Thyroid Molecular Laboratory
Gestational thyroid dysruption by halogenated phenolic xenobiotics: effects on thyroid, liver and developing brain in the Dehal1(-/-) murine model and in pregnant women.
During gestation, fetal brain development depends on maternal thyroid hormones (TH) supplied through the placenta. Thyroid function is a frequent target of endocrine disruption due to biochemical similarity of thyroid hormones and their precursors with halogenated phenolic xenobiotics, environmental pollutants derived from industrial production of plastics, pesticides and flame retardants.
The enzyme DEHAL1 deiodinates TH precursors MIT and DIT (halogenated mono-phenols) and recycles iodine in the thyroid, preventing hypothyroidism derived from iodine deficiency in risk populations such as pregnant women and children. Furthermore, DEHAL1 can debrominate and dechlorinate monophenols, at least in vitro. Besides in thyroid, the enzyme is also expressed in the liver, where its function is completely unknown.

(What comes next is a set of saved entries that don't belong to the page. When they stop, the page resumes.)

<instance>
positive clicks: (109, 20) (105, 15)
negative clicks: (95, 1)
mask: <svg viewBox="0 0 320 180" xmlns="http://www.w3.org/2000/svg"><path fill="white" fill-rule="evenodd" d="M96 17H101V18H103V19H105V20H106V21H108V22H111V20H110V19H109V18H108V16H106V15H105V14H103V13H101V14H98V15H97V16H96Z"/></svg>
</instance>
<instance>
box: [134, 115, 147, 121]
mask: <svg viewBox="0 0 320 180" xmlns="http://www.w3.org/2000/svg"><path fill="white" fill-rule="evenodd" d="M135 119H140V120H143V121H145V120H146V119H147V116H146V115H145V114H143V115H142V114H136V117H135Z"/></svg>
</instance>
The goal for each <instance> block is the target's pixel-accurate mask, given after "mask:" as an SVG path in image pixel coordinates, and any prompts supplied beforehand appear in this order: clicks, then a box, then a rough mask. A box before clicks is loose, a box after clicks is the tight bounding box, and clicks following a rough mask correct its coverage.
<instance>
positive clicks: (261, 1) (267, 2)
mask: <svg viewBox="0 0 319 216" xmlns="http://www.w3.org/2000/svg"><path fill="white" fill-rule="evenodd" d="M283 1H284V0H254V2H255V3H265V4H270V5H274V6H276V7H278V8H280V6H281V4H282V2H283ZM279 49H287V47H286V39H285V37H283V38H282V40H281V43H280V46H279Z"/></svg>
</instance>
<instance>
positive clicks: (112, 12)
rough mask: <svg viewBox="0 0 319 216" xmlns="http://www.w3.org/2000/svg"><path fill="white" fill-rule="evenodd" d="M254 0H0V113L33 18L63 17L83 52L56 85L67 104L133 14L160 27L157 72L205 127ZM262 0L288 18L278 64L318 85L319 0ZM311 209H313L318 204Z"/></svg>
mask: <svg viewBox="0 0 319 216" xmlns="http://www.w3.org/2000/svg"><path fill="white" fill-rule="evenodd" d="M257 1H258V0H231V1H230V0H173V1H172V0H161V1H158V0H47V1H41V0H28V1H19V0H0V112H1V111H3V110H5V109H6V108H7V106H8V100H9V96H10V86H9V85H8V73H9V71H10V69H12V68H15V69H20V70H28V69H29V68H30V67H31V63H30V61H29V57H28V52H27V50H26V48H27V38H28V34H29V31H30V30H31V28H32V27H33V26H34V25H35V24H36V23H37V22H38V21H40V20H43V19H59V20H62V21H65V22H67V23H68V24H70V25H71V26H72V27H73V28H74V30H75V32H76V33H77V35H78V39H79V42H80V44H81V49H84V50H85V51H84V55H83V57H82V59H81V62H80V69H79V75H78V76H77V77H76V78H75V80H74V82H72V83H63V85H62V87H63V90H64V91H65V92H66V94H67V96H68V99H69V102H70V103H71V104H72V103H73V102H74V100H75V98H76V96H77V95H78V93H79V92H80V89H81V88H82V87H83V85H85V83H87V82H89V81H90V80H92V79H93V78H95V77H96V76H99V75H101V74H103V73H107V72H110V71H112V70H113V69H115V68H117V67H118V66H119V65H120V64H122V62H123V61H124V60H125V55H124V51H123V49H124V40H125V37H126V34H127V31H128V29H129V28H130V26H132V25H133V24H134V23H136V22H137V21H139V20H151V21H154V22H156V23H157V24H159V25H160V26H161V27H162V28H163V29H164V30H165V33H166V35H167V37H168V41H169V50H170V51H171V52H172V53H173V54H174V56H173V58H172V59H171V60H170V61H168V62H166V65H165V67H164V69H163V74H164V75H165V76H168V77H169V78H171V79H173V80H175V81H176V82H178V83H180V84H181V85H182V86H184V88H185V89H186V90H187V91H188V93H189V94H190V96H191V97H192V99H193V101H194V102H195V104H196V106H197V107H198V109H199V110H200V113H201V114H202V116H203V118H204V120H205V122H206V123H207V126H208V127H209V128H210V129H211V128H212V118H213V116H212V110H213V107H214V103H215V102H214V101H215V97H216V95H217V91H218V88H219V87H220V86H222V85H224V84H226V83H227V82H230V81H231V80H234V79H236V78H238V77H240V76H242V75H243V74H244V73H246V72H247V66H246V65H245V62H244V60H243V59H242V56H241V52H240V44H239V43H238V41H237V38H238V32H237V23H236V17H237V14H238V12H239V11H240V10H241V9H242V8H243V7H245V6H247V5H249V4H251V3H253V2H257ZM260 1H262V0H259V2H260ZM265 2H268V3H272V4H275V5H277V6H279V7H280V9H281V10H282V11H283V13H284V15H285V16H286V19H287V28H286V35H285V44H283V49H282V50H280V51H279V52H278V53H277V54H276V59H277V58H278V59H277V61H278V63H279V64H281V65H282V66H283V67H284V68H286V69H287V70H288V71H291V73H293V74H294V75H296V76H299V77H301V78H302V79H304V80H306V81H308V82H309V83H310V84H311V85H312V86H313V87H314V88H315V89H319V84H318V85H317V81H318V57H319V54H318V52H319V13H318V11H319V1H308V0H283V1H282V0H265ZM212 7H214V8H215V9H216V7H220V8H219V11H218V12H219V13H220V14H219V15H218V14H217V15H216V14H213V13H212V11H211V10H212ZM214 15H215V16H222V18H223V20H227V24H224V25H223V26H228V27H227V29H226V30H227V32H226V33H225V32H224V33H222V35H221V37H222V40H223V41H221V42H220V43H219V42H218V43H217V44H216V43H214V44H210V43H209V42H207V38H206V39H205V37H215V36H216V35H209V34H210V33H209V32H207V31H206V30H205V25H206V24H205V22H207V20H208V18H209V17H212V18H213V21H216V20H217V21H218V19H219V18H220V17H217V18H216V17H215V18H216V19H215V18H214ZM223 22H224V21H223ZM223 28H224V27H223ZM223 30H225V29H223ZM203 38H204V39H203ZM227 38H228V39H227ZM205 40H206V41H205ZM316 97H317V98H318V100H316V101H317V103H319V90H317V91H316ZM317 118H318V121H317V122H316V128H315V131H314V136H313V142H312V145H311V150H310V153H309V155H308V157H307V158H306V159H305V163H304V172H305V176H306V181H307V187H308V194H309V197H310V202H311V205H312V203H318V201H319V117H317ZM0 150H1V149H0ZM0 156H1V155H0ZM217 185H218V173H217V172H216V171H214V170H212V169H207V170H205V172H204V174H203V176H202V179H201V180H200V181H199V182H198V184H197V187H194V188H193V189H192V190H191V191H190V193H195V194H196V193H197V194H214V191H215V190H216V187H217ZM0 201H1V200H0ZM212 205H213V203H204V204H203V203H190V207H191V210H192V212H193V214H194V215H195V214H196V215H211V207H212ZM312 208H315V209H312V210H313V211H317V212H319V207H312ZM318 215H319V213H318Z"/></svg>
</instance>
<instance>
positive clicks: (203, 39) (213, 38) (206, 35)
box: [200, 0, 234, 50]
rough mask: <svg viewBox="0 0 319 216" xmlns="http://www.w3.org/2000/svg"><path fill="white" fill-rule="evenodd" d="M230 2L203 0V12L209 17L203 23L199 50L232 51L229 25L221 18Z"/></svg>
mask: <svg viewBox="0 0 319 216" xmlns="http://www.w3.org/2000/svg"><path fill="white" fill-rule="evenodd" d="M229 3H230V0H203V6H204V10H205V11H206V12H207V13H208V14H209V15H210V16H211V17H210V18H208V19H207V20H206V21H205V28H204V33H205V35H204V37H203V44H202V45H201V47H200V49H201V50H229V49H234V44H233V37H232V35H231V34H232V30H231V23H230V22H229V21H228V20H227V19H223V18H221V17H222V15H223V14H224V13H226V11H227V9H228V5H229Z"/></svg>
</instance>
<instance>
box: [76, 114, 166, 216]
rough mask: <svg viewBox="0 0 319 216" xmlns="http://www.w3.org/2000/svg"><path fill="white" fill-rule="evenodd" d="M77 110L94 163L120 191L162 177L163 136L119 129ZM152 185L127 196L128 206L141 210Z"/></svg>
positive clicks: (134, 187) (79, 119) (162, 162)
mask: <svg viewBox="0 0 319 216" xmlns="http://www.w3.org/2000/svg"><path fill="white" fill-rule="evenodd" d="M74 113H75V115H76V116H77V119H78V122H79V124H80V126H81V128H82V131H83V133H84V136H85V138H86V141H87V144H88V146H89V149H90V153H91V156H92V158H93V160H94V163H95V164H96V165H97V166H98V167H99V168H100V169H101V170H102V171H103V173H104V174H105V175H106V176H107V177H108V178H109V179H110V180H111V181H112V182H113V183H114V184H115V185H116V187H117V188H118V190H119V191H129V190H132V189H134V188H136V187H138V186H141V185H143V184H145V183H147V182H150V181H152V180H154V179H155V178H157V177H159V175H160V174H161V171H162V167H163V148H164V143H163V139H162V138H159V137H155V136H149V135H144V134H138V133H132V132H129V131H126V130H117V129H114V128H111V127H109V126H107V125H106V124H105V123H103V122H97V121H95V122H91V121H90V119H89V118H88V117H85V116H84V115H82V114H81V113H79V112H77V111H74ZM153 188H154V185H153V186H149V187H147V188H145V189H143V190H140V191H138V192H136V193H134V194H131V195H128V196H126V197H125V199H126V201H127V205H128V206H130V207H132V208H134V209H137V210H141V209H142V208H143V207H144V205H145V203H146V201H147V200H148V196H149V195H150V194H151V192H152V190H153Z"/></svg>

This project investigates the existence of endocrine disruption of DEHAL1 function by xenobiotic compounds in vivo, using our mouse model Dehal1(-/-) (generated in the previous AES project) and in pregnant women. We seek to identify compounds with high risk for such disruption, know their molecular pathogenic mechanisms and determine their effects on fetal thyroid, brain and liver, and their impact on neurodevelopment.
Also investigate in vitro and in vivo the capacity of the DEHAL1 liver isoform to detoxify organo-halogenated (brominated/chlorinated bisphenols and diphenyl-esters) in a “phase II-like” enzyme activity and their functional relationship with Nrf2, the major regulator of catabolism of xenobiotic catabolism and oxidative stress responses in liver and brain.